# Chewing rabies tag.



## Rainheart (Nov 28, 2010)

Can you just keep the collar off of her when she is inside?


----------



## vcm5 (Apr 20, 2011)

Try just taking the collar off when you are inside. Or maybe spray it with some bitter apple spray to discourage chewing!


----------



## toliva (Nov 24, 2011)

LOL, that is funny! It's like a pacifier to her I think.

I would just take the tag off.... that's what we did. I keep it on a separate keychain. I just have a flat tag on our pup's collar now - Boomerang Pet Tags: Guaranteed to last. Mailed today, Free Shipping.. They are the best tags! I just have our ID info on ours for now but I was thinking of adding another w/ his rabies vacc & microchip number on it.


----------



## Pemphredo (Nov 14, 2011)

I don't want to take it off because she goes out in the back yard a lot. She LOVES to be outside. So I would be taking it off and putting it on a lot. She has to have the tag on any time she is outside. Even just in my back yard. even though I don't know how much good it is going to be if it can't be read.... However my vet said they have a rabies tag micro chip.... I think I am going to have to get her 1 since this 1 obviously isn't going to work. So no one else's dogs do this I take it?.... LOL


----------



## cubbysan (Mar 13, 2007)

She is going to wear down her teeth. It is probably a habit now. If you can take the tag off for just long enough to break the habit. It probably is no longer valid anyhow.

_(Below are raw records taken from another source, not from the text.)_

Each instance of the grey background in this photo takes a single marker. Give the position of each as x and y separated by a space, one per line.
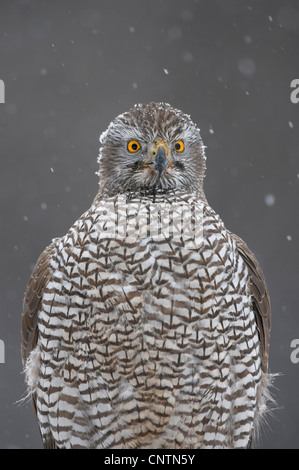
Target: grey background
71 66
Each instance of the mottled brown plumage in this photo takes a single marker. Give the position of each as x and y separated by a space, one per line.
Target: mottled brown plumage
147 337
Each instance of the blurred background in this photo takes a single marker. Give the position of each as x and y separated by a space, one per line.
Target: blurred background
70 67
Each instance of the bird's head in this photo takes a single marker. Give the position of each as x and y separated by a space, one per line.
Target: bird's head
152 147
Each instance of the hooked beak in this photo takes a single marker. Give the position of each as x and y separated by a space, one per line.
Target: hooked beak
159 162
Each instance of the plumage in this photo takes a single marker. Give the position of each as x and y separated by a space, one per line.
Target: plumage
147 325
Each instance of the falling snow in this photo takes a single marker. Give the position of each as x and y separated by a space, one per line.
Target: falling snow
270 200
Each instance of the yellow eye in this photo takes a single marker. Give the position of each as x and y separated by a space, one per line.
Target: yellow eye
179 146
133 146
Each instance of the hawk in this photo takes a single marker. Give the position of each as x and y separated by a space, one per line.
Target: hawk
147 325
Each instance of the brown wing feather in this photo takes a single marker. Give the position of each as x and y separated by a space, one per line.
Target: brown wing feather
34 292
32 301
260 298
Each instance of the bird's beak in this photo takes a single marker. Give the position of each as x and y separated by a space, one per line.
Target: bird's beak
159 161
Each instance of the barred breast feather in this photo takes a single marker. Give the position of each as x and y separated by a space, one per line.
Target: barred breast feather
147 339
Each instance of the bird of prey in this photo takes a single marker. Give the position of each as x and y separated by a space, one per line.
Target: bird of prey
147 325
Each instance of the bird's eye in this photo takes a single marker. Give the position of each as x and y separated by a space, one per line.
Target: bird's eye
133 146
179 146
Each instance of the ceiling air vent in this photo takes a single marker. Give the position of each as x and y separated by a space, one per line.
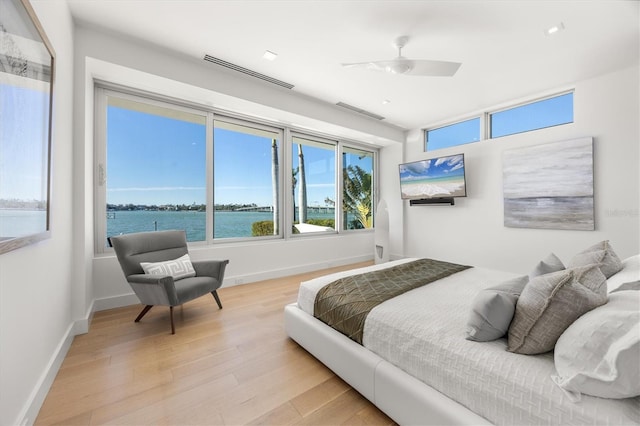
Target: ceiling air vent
243 70
360 111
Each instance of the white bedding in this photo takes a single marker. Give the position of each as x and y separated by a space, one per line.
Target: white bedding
422 333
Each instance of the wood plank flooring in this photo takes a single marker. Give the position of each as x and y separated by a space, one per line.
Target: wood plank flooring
222 367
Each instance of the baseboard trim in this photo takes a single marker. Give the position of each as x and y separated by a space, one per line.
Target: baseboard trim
115 302
293 270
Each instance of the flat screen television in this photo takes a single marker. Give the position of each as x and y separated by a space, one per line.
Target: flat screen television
433 179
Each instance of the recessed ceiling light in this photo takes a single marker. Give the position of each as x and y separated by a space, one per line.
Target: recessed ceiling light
269 55
554 29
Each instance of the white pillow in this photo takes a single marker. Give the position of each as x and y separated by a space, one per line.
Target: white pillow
178 268
598 354
630 272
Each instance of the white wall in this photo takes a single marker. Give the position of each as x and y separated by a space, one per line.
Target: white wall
36 325
391 156
472 231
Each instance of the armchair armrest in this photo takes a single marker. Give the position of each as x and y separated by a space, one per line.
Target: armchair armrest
210 268
154 289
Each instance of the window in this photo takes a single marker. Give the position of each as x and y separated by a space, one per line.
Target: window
454 134
155 168
314 184
246 180
357 188
532 116
162 165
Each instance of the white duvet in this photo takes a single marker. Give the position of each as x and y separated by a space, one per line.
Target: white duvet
422 333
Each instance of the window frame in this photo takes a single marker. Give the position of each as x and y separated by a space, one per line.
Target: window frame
485 120
258 126
104 89
489 114
324 141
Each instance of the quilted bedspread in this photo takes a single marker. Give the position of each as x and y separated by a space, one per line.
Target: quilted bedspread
345 303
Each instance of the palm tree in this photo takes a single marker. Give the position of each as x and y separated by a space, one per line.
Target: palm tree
302 191
358 197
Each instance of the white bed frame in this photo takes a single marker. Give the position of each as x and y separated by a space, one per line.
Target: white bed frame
405 399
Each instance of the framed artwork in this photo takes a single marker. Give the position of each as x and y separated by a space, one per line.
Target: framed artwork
26 88
549 186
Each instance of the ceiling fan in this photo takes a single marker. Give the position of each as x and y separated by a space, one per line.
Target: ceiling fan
406 66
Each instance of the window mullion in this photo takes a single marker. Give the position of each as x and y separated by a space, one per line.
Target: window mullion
209 179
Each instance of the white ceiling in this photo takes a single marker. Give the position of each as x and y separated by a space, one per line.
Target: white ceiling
504 51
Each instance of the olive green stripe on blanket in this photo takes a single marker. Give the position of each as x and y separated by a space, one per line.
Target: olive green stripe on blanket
345 303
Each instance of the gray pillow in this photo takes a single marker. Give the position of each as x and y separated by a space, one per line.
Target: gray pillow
551 303
601 253
492 310
549 264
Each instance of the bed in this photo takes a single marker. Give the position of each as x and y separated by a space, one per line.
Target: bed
416 365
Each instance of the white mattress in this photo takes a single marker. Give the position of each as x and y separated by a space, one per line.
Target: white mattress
422 333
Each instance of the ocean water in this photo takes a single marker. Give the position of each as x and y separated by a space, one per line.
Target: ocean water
227 224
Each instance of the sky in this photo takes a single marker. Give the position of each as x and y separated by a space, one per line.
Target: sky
536 115
153 159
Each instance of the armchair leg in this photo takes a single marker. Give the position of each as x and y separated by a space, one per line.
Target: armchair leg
173 327
215 296
143 312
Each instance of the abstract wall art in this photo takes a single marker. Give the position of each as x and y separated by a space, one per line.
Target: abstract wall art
26 87
549 186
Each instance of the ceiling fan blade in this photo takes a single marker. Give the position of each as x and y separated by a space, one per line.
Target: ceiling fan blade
425 67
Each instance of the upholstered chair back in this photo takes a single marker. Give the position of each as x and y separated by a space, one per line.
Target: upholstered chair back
157 246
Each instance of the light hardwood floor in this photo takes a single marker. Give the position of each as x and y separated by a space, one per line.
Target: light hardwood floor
231 366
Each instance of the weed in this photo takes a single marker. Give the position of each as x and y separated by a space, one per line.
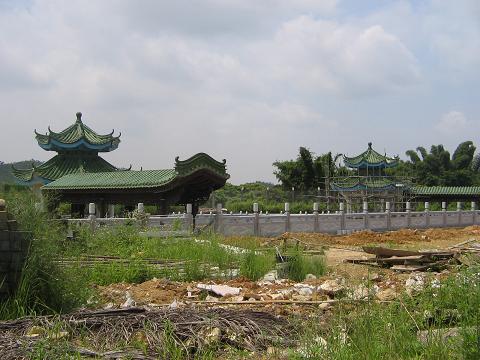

Can you make the link holding it onto the collar smaller? Or buy a new collar that has a smaller loop?


----------



## Willow52 (Aug 14, 2009)

Hank doesn't wear his tags, I don't like the way they discolor the fur on his neck. I keep them (rabies, license) clipped together by the door. He also has a boomerang tag as mentioned above, with the necessary information if he would get lost.


----------